Sunday, April 17, 2011

Seek

I seek to fill this void deep inside me, that space that can’t be seen. An empty space which I try to fill as putting water into a bucket with a hole in it. I put the things I seek here in this space, but it remains empty. I fill the space as a starving child, but no amount of food can feed me. Everything I seek is as empty as the space I try to fill. I seek love as it slips from me. Like the water in the bucket I receive it as it passes through the bucket to fill others buckets. To hold on to something that can’t be held is painful. Pain that seems to be the only thing that likes to occupy that space that soon becomes me. To know the pain is to let it go until it visits again.
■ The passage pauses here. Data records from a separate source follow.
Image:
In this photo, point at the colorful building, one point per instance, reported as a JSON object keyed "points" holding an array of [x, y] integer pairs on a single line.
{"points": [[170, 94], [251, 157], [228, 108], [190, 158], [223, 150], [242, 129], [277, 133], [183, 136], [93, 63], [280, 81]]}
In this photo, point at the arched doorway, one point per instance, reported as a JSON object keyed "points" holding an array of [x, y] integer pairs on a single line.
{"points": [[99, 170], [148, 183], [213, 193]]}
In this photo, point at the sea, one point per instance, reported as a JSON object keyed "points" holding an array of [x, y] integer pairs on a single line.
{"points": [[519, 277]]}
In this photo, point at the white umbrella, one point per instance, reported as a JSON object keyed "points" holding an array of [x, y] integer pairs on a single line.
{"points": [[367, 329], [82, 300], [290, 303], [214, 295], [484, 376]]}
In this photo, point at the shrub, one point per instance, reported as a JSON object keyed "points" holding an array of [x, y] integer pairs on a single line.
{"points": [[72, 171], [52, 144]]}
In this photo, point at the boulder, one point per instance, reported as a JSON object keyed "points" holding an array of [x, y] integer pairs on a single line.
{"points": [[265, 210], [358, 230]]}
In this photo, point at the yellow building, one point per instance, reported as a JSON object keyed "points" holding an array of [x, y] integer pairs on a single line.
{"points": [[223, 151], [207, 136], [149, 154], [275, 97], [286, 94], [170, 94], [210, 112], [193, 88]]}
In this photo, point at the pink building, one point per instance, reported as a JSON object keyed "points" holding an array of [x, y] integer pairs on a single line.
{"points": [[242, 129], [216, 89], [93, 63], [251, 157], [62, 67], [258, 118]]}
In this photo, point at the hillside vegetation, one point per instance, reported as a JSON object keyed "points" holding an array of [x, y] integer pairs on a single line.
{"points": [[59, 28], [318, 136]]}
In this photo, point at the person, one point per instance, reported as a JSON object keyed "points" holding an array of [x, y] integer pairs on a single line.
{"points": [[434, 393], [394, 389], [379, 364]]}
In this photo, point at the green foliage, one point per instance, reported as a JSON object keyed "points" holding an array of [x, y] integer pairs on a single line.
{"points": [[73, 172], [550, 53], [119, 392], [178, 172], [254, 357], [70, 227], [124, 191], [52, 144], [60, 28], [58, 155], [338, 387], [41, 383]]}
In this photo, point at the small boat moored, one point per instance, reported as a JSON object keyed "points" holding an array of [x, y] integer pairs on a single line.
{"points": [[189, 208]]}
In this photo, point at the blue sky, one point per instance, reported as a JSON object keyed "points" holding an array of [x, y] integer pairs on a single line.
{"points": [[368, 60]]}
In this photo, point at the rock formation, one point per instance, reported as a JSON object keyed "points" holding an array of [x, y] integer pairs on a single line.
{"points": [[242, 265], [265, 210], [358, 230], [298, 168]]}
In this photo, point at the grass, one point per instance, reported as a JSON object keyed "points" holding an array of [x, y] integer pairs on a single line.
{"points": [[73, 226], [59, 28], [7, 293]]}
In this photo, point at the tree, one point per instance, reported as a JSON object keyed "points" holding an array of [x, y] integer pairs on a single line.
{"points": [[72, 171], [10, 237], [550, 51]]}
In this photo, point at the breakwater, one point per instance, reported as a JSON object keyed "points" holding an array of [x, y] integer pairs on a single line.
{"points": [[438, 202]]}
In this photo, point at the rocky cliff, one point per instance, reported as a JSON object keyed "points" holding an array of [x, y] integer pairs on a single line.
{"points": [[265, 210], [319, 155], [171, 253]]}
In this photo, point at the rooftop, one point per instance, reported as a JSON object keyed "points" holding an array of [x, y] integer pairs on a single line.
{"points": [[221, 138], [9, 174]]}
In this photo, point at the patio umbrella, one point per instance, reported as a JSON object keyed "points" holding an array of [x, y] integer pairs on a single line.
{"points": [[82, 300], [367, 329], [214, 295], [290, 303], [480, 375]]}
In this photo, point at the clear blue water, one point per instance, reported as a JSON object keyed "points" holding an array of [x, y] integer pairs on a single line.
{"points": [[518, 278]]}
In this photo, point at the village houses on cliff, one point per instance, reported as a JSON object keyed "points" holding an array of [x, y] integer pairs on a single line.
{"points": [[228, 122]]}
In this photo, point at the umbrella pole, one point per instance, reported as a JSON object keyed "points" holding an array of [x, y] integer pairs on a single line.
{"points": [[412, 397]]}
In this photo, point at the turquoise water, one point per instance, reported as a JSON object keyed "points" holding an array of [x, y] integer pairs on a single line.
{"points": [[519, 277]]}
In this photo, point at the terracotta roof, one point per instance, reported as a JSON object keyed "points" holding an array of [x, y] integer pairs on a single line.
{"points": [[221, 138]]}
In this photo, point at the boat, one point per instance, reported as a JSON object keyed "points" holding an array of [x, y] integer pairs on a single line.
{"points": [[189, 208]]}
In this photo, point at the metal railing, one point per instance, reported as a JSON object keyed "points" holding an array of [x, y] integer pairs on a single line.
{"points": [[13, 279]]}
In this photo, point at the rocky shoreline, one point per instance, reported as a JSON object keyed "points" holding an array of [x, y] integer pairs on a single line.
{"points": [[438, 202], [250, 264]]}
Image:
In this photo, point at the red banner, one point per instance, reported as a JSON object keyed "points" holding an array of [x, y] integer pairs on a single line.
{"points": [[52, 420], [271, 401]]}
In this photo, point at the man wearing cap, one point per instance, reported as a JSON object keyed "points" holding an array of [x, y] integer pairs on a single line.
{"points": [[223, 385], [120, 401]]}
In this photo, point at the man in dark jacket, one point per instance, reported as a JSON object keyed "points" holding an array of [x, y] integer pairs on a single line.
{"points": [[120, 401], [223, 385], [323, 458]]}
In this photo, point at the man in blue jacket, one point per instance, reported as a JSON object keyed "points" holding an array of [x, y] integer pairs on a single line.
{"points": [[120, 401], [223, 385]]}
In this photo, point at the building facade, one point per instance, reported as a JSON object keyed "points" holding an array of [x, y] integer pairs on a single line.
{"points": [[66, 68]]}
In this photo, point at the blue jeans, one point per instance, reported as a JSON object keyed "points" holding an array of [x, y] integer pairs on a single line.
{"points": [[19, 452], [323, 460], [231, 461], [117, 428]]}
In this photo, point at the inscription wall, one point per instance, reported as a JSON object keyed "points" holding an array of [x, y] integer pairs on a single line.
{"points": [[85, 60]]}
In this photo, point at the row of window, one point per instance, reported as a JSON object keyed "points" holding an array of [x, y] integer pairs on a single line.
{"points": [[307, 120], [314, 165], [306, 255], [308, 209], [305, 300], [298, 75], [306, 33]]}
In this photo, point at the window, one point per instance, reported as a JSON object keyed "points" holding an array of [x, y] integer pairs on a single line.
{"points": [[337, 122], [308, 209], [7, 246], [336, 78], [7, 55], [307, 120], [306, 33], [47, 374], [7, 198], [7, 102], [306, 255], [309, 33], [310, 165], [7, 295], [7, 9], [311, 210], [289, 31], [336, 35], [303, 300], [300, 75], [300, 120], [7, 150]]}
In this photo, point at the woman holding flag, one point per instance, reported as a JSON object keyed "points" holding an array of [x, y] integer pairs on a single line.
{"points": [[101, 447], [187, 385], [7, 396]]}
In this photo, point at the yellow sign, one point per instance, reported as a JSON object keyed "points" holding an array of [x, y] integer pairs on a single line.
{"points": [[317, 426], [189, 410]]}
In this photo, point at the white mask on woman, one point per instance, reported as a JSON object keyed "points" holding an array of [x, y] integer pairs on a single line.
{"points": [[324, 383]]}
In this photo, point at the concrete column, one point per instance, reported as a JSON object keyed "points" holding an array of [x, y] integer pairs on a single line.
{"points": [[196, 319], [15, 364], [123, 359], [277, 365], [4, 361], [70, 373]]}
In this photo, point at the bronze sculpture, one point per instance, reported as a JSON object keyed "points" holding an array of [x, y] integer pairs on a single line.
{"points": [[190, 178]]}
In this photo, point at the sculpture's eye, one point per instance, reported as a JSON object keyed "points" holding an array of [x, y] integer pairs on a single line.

The void so easily filled with pain becomes my desire. It fills my void and turns to hate and then turn to God for Justice, but God is empty and not able to fill such a void, but hope keeps God there with pain, hate and anger for Justice. I seek for the Love and Justice of a God, and Savior though hope that is empty, and has to be forced into that empty space just to be as empty as the space it occupies. Then to wake up to this emptiness and see my pain as empty as God, and it all doesn’t mean anything liberated me from my needs and wants. I didn’t need God to be happy, and pain became a friend who could teach me. Things are as they are. I love my life more now then I ever have. I ask only from others of which I give them. Respect for their belief in God, for I once walked that path. I believe in the human sprite, and I guess you could call that God, but its not the same God you believe in. I don’t believe in a place called Hell, only the hell we create for ourselves. I don’t believe in a creator. I do believe we are all brothers and sisters. The only thing religion brought me was pain and self loathing. I do practice Zen Buddhism which some may call a religion, but I practice as a philosophy. May you find you are, and have all you have ever needed.